No, actually, let’s. Let’s take a listen to Jon Batiste’s new album, Beethoven Blues, which takes liberties with familiar Beethoven works, infusing them with gospel and blues. As the AP reported in October, “The album was written through a process called ‘spontaneous composition,’ which he views as a lost art in classical music. It’s extemporization; Batiste sits at the piano and interpolates Beethoven’s masterpieces to make them his own.” And damned if it doesn’t work. In my favourite track, “Waldstein Wobble,” Batiste takes the Waldstein sonata—the least famous of Beethoven’s works riffed on here—and transforms it on the fly into a ... can I call it a boogie-woogie explosion? In a way that seems absolutely logical and progressive. (So there.)
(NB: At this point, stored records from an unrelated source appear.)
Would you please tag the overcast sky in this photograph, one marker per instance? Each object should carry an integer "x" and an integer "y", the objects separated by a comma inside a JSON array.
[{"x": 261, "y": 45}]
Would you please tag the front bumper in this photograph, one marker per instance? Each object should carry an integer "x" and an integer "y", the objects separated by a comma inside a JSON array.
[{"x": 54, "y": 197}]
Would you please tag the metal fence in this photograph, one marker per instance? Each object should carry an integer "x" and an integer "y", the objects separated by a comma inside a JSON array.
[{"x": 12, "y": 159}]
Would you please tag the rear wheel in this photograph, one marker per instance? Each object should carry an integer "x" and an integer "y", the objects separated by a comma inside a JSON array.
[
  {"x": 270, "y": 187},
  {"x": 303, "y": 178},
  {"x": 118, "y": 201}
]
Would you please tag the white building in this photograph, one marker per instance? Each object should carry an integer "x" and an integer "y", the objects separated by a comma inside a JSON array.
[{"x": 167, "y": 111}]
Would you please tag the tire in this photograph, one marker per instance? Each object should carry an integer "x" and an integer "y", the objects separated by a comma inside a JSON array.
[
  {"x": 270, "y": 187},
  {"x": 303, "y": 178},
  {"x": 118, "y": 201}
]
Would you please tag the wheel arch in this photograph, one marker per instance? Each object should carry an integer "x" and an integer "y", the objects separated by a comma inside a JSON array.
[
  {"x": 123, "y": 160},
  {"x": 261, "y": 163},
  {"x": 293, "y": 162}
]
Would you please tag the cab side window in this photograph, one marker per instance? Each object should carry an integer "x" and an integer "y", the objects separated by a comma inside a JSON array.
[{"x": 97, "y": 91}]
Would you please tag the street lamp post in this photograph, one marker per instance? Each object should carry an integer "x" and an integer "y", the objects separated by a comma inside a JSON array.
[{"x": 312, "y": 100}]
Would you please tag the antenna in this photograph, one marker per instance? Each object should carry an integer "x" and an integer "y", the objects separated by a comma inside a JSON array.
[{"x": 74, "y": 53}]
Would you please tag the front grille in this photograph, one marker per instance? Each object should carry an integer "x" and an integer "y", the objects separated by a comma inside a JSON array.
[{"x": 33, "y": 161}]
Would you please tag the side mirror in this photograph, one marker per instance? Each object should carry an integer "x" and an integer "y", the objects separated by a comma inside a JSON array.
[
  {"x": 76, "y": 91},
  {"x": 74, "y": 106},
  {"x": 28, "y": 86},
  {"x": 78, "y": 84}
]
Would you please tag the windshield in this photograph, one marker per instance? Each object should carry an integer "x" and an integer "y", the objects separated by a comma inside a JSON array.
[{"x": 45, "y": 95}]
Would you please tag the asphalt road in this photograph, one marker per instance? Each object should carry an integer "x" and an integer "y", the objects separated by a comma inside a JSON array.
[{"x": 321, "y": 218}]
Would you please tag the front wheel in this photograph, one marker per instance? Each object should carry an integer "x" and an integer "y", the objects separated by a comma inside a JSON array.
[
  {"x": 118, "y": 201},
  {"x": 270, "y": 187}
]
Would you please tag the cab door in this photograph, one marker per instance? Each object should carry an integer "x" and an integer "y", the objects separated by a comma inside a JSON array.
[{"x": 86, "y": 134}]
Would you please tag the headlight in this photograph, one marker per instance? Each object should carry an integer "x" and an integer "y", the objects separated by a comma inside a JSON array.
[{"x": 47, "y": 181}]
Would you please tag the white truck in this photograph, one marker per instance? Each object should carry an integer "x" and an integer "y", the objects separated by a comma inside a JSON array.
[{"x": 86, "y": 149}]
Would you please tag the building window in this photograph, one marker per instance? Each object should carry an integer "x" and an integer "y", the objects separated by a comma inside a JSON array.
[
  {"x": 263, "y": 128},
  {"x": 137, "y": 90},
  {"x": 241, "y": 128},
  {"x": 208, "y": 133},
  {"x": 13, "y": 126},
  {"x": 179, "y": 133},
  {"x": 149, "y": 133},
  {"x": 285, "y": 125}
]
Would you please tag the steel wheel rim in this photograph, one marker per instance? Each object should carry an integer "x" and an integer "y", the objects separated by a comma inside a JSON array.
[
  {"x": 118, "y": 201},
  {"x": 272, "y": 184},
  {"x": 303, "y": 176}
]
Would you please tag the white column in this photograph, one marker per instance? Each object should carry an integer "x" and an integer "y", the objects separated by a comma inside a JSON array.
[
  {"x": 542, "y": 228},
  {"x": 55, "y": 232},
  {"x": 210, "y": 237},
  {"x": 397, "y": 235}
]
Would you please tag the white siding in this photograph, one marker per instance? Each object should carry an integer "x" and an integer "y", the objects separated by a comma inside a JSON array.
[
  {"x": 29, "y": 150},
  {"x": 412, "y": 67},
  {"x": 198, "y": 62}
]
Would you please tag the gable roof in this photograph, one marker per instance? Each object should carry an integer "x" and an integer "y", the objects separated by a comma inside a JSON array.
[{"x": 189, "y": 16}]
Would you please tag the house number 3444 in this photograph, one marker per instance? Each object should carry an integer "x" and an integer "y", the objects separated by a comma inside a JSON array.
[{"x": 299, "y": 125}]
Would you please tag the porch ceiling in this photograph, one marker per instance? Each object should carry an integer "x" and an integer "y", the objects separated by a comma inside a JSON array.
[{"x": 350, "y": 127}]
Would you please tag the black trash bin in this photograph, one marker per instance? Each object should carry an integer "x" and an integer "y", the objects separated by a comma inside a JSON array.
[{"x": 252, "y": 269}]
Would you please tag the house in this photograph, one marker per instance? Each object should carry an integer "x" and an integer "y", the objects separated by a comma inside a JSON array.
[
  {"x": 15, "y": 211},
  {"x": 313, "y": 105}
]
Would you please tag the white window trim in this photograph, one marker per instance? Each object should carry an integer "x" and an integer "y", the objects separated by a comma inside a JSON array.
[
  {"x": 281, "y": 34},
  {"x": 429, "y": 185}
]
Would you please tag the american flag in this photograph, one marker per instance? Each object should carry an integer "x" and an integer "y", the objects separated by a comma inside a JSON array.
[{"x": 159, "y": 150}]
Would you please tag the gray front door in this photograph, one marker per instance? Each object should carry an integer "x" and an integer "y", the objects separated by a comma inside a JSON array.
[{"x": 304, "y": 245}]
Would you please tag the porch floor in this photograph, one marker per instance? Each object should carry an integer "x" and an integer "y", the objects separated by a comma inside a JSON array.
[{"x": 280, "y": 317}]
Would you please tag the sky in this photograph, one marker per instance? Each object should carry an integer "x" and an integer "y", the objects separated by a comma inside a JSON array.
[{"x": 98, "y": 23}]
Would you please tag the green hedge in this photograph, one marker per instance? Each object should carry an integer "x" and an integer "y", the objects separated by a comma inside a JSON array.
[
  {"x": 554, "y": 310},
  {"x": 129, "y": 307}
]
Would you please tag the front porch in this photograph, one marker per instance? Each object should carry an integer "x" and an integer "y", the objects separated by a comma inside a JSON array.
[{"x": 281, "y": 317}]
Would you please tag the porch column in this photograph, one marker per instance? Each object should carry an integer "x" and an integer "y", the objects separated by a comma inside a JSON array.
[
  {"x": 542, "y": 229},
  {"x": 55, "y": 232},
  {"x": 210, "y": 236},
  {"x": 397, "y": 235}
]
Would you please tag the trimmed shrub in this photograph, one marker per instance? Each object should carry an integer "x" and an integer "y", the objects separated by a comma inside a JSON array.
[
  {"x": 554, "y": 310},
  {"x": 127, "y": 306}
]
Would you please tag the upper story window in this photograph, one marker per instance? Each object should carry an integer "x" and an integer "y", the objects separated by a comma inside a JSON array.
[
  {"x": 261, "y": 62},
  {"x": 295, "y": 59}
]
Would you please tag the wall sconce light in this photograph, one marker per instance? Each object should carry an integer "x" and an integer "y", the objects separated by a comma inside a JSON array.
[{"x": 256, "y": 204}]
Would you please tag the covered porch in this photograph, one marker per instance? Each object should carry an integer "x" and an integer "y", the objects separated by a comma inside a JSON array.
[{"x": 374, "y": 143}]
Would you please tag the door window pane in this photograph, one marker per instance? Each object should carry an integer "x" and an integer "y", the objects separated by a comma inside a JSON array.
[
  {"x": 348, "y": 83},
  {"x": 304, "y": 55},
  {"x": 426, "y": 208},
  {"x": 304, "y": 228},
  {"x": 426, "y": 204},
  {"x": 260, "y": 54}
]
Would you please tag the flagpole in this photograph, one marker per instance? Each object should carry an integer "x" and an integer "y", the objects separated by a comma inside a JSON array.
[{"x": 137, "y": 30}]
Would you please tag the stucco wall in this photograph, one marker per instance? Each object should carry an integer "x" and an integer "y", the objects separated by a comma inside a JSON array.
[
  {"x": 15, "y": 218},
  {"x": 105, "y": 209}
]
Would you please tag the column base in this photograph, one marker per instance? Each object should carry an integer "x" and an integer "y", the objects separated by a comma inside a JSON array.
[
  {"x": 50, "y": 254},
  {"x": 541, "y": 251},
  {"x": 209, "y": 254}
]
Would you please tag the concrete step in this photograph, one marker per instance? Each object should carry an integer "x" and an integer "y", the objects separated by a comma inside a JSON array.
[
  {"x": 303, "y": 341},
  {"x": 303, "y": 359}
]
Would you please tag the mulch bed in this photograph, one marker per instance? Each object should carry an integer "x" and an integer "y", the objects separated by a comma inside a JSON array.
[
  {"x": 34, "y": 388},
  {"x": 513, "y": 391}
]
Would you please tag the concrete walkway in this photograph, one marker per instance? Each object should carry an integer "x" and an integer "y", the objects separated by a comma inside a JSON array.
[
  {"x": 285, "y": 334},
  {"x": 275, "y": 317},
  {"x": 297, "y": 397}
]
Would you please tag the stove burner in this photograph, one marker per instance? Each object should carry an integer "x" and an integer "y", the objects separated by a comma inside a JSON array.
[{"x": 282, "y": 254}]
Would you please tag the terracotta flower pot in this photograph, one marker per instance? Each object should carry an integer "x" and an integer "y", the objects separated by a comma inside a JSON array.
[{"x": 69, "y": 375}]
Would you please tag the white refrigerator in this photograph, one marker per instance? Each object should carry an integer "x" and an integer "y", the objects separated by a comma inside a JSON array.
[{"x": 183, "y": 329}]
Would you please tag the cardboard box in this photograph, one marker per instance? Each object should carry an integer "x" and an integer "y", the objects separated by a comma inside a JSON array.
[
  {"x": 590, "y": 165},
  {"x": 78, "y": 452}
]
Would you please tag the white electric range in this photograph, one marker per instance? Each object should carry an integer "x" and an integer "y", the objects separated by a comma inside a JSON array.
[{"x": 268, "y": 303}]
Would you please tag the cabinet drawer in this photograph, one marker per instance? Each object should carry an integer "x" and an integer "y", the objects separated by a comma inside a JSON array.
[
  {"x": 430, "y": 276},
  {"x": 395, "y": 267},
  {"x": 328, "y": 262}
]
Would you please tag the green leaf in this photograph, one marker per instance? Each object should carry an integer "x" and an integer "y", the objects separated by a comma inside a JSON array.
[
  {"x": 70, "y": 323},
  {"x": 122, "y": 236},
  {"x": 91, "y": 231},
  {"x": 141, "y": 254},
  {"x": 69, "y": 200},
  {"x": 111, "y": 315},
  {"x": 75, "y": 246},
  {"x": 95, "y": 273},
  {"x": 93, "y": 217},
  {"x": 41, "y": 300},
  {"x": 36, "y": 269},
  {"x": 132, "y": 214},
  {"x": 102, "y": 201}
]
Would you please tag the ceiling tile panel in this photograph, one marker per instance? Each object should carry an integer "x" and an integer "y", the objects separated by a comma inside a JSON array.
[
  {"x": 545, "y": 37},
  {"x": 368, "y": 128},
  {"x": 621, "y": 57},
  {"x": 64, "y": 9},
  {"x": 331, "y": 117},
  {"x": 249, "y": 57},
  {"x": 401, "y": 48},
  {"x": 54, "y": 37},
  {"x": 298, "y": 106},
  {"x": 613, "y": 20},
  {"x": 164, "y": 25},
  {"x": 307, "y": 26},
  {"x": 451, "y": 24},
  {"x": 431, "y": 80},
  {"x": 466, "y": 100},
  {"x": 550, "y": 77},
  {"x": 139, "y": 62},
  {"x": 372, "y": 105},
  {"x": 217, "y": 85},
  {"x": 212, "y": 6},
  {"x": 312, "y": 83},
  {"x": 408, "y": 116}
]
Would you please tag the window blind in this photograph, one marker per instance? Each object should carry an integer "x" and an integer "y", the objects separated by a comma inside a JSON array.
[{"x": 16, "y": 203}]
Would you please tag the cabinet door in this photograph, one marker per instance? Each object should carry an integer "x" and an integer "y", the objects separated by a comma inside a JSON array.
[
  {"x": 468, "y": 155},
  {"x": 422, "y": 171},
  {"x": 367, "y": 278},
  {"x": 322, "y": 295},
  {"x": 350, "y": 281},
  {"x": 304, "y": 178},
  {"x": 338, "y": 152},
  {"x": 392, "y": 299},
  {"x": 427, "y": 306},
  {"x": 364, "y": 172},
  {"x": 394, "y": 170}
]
The thing is, extemporation is a lost art in classical music, so much of which nowadays risks treating the repertoire as museum pieces (Schiff in particular treats Beethoven’s notations as inviolable.) But back in the day classical music was all about improv. Musicians riffed on other musicians’ themes all the time. There were literal improv duels in Vienna, and Beethoven himself was a master of them; sending Daniel Steibelt on his way in one celebrated instance in 1800 (this dramatization differs from the recorded accounts, which were after-the-fact and third-hand in any event). And neither are jazz riffs on classical pieces a new thing: if you haven’t heard of Hazel Scott (1920-1981), then congratulations, you’re one of today’s lucky ten thousand.
#maps #books
Recently reviewed on The Map Room: Paulina Rowińska’s Mapmatics, which explores the math beneath the maps.
#links
- Back in Oct 2020, Greg Pogorzelski had some thoughts on the real point of the Kobayashi Maru test in Star Trek.
- A mystery album of street photos taken during the German occupation of Paris in World War II—when outdoor photography could be punished by death—led to a four-year search for the unknown photographer.
- I guess that if you already own a movie theatre and a railroad, putting up your own money to make four short films based on Howard Waldrop’s stories isn’t the silliest thing to do with all that Game of Thrones money. It may in fact be the best thing.
- The end of Delicious Library, after years of minimal updates, comes after Amazon shut off the feed it used to look up book data. As an offline library cataloguing app it was the sort of thing I was looking to return to after deleting my Goodreads and LibraryThing accounts, but it turns out even an offline cataloguing app needed online data.
- Robert Francis on the disappearance of American robins from the dinner table. Yes, people used to eat robins! But then a lot of birds that poor and marginalized people hunted for sustenance were declared off-limits in favour of birds that were quote-unquote good sport—for wealthy hunters whose survival didn’t depend on it.